Journal of Clinical Epidemiology
|April 23, 2005
Summary
Self-reported health (SRH) models often lack appropriate determinants and exhibit methodological flaws. Future research should focus on comprehensive candidate lists and rigorous multivariate modeling for accurate SRH assessment.
Area of Science:
- Health outcomes research
- Biostatistics
- Epidemiology
Background:
- Self-reported health (SRH) is a key indicator of well-being.
- SRH is influenced by numerous, diverse parameters.
- Understanding these determinants requires robust modeling.
Purpose of the Study:
- To evaluate the range of determinants used in SRH models.

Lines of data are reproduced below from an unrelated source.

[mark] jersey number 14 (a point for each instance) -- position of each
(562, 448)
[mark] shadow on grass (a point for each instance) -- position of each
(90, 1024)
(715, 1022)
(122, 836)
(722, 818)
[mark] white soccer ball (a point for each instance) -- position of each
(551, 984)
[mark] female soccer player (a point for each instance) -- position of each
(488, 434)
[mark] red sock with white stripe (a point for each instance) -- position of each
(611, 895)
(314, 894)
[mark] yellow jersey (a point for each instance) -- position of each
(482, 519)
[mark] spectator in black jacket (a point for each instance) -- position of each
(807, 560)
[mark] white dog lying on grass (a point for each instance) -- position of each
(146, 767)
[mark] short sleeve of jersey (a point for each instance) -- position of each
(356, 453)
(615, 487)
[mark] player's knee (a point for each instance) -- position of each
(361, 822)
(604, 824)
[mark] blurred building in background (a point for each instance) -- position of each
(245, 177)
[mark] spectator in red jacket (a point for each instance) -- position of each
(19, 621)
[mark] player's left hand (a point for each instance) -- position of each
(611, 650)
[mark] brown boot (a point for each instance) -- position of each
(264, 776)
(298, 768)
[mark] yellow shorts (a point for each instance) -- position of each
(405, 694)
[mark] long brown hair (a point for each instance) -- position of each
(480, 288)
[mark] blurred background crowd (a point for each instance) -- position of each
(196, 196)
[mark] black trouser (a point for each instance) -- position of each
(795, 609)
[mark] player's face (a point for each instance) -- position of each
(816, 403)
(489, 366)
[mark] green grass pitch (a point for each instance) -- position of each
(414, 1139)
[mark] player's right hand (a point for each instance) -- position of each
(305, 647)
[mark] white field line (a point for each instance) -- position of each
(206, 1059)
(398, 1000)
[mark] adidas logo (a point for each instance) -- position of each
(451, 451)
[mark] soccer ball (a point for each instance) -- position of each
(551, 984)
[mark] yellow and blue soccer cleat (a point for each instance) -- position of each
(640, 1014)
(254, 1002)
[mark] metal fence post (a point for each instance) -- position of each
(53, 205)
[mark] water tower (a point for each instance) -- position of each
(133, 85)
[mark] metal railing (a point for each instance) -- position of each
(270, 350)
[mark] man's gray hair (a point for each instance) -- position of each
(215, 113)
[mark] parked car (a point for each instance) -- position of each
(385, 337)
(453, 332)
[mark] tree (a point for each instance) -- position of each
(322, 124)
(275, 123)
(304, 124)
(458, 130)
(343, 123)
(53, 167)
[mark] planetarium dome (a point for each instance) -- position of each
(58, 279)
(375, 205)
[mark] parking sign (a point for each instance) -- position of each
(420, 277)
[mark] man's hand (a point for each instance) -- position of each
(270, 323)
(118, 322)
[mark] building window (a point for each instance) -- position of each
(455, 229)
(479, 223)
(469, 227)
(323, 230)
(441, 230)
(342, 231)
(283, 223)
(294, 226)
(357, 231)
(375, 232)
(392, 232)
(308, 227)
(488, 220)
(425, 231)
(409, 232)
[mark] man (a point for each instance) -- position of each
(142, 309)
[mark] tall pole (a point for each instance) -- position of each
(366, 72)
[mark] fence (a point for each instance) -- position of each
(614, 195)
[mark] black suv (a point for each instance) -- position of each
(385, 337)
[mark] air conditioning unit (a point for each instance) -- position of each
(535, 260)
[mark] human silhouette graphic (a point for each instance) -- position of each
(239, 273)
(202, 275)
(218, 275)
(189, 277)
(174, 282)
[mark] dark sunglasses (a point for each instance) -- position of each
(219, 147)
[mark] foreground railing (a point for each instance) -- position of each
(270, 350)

- To identify methodological issues in multivariate SRH studies.
- To improve the quality of SRH research.
Main Methods:
- Medline search for articles published in 2002.
- Included studies with SRH as an outcome and other variables as determinants.
- Excluded studies focused on specific diseases.
Main Results:
- 56 of 1,991 articles were eligible.
- Multivariate models were used in 91% of eligible studies.
- 133 unique determinants were identified, with a median of 7 per study.
- Significant methodological issues were found: overfitting (10%), non-linear gradients (29%), lack of interaction tests (63%), unspecified coding (49%), and variable selection (29%).
Conclusions:
- SRH models require comprehensive determinant lists.
- Methodological rigor in multivariate modeling is crucial.
- Addressing identified issues will enhance SRH model validity.